Reuters.com - 101 ways to massacre Shakespeare - Fri Aug 11, 2006 8:33 AM ET

Language butchery by Mr Rich on  11.8.06 @ 07:54

Rich Williams (misterich@yahoo.com) has sent you this article.
 101 ways to massacre Shakespeare
Fri Aug 11, 2006 8:33 AM ET

By Paul Majendie

EDINBURGH (Reuters) - Bouncy Castle Hamlet, Macbeth with a Sinatra soundtrack, Shakespeare for Breakfast with free coffee and croissants.

The Edinburgh Fringe richly deserves its reputation for artistic anarchy and every year The Bard is the target of bizarre adaptations at the world's largest arts festival.

"It is amazing how robust he is. I have seen it survive some awful treatments and still come out as a damn good story," said Fringe Director Paul Gudgin.

"It is extraordinary how Shakespeare gets singled out. Why don't we get Charles Dickens' Great Expectations at the OK Corral?"

Pressed to pick his all-time favorite production he went for "A Midsummer Night's disco -- Shakespeare on roller skates."

As The Fringe celebrates its 60th birthday, the prize for zaniest 2006 production goes to Hamlet set in a bouncy castle.

To see the Prince of Denmark in laddered tights bounding around declaiming "To Be or Not To Be" is a truly surreal experience.

Surely this would have Shakespeare turning in his grave on the 400th anniversary of his death?

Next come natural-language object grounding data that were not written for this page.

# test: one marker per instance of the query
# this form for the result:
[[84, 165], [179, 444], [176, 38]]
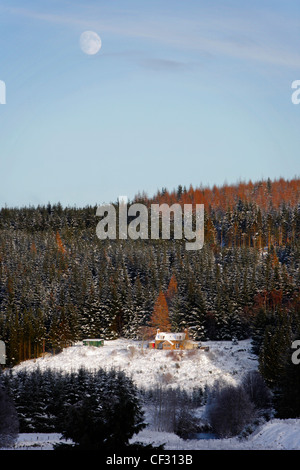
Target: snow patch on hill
[[187, 369], [147, 367]]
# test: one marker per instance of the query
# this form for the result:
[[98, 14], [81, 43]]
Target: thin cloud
[[230, 37]]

Not at all says the play's director William Seaward. "I think Shakespeare had a sense of humor. He might not have approved, but I think we could have talked him round."

EUREKA MOMENT

Seward had his eureka moment when attending a children's birthday party in Argentina. "I saw the children playing on a bouncy castle and that is when the idea came to me.

"It was insanely difficult finding actors. We kept all our mistakes in as everyone finds them hilarious."

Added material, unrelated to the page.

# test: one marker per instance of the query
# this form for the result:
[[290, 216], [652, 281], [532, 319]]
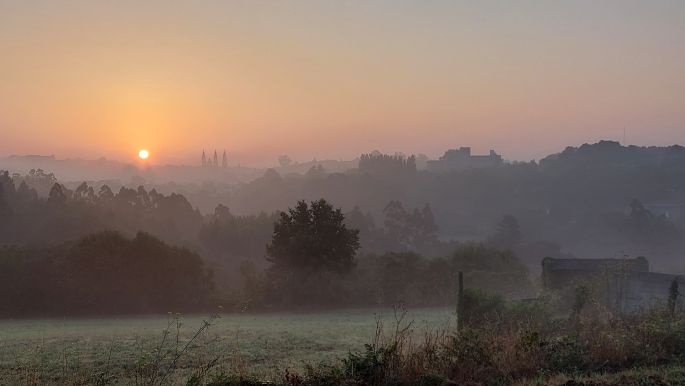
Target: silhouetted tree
[[313, 238]]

At the other end of the professional spectrum, actor Bruce Morrison pulls off an elegant tour de force with his one-man show "Shakespeare's Passions," recreating famous speeches with just a basket full of props.

"Anything goes -- that is the joy of the Fringe," he said. "We had two Japanese couples in here smooching in my Romeo and Juliet speech. In this century, Shakespeare is still excruciatingly exciting for so many people."

The Fringe offers an endless variety that could be collectively labeled "101 Ways to Murder The Bard."

"Macbeth -- That Old Black Magic" boasts a Frank Sinatra soundtrack and you can see "The Tempest" with acrobats, puppets and circus tricks.

In "Corleone: The Godfather," the American High School Theater Festival troupe asks "What if Shakespeare had written the Godfather?"

Theater critics may suffer but Joyce McMillan of The Scotsman cheerfully accepts the challenge.

"It is very hit and miss but, with colors flying, The Bard survives at The Fringe and some people who have been traumatized at school do like to see him being taken down a peg."